Once you’ve got these measurements, use the charts in the size guide tab to match yourself to the manufacturer’s recommended frame size.
NOTE: This is a guide. If you have any specific quetions about bike sizing, our expert team is here to help.
Call us on 0152478070 or email us.
How do I measure my height?
With your shoes off, stand upright against a wall, with your shoulders back and legs together. Use a pencil to make a small mark on the wall above your head. Then measure from the floor to your mark in centimetres or feet and inches.
How do I measure my inside leg length?
With your shoes off, stand upright with your back against a wall. Place a book/ruler between your legs, level with your crotch. Then measure from the floor to the top of the book/ruler, in centimetres or feet inches.
How are women’s road bikes sized?
Women’s road bikes combine can be sized in inches, centimetres or using a S/M/L system. The frame size is calculated by measuring the length of the seat tube, from the centre of the front chainring to the top of the tube (where the seat post inserts).
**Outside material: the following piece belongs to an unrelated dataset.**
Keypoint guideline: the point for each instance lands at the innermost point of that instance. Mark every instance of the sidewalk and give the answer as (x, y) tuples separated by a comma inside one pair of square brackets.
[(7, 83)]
NOTE: Sizes can vary slightly between manufacturers.
I’m between sizes-which women’s road bike size should I choose?
If your measurements suggest that two bike sizes are suitable, then in the end it’s a personal choice but the rule of thumb is to choose the smaller size. That’s because it is possible to make a smaller bike frame bigger, whereas if the frame itself is too big for you, it’s likely to be less comfortable and less efficient.